The book not only taught me about JavaScript programming. It also challenged the way how I code in other programming languages as well. It made me think about the differences between static and dynamic languages as well as programming languages that have lots of features compared to others that have a more compact feature set but seem to thrive because of their conciseness.
The book has eight chapters. After a short introductory chapter, the author dives right in by laying out a wide amount of JavaScript essentials in the second chapter.
The third chapter discusses Object/Array literals and constructors while the fourth chapter provides in-depth information about functions in JavaScript.
Chapter five and six are real masterpieces. The fifth chapter is dedicated to object creation patterns, explaining private properties and methods, the module and sandbox patterns and much more. Chapter six discusses several ‘classical’ patterns (as in class), ways to accomplish inheritance in JavaScript, mixins, etc. This chapter is also a nice follow-up on chapter six in Object-Oriented JavaScript. These two chapters were real eye openers for me.
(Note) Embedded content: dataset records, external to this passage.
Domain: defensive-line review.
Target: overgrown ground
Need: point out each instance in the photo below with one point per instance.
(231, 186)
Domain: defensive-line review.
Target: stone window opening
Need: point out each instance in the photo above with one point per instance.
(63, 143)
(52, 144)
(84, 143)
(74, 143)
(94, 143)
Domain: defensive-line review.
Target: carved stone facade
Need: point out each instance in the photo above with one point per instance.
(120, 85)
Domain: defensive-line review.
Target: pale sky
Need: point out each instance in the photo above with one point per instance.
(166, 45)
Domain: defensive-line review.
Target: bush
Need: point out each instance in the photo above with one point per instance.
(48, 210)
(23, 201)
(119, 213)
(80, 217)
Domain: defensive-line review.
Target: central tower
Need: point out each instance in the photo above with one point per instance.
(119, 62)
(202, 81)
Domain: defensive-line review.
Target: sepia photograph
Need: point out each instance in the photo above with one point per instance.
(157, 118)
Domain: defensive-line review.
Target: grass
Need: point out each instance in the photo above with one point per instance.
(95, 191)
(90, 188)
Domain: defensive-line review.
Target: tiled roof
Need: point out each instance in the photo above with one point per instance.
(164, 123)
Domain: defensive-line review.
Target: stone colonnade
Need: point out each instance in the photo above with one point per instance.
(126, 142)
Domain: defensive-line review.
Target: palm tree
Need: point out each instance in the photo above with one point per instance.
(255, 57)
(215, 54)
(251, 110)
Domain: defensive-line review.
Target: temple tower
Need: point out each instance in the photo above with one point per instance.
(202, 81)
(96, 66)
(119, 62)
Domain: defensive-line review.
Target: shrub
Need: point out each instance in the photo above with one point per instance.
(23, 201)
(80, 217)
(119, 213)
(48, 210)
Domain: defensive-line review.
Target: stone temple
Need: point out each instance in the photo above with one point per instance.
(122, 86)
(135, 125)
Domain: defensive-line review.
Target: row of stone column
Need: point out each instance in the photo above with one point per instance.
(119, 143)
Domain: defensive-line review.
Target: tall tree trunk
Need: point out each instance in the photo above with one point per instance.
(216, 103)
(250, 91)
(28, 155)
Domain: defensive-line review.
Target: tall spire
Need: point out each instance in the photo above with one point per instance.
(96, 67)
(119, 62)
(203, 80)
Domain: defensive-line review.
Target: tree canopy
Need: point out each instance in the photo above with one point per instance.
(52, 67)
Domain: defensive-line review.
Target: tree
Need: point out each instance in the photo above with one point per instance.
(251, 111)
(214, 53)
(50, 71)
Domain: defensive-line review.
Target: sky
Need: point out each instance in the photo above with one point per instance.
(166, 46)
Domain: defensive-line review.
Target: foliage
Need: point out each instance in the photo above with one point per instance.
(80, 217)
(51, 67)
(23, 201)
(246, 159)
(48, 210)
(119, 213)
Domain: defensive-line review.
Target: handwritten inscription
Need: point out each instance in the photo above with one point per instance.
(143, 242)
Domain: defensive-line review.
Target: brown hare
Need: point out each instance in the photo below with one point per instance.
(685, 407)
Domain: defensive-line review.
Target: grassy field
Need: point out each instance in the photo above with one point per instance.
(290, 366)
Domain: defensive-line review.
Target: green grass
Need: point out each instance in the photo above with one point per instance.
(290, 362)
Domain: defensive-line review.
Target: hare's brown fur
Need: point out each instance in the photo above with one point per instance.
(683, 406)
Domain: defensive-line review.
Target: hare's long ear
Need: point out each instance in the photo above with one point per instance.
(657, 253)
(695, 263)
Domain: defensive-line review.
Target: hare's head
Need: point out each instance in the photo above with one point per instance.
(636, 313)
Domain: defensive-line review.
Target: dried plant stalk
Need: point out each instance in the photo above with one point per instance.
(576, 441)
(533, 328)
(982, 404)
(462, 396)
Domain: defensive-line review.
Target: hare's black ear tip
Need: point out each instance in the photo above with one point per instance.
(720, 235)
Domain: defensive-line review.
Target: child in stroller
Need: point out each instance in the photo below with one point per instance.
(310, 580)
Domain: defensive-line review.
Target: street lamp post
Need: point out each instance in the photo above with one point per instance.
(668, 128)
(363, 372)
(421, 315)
Chapter seven provides JavaScript implementations for the Gang of Four patterns, like the singleton, factory, decorator, strategy, mediator, observer amongst others.
Chapter eight is all about programming JavaScript in the browser and manipulating the DOM. I personally found this to be very interesting and good to know, but not that useful. You don’t have to deal with these things anymore as libraries like jQuery are taking care of that stuff for you. Off course, this doesn’t change my view and perception of the entire book. The parts on deploying JavaScript files and the discussion on loading strategies definitely make up for it.
Summarized, this book is AWESOME and is now part of my list of favorite books. I can only encourage you to pick up this book. It’s definitely not a book for beginners, but if you want to take your existing JavaScript skills to the next level and beyond, then reading this book is highly recommended.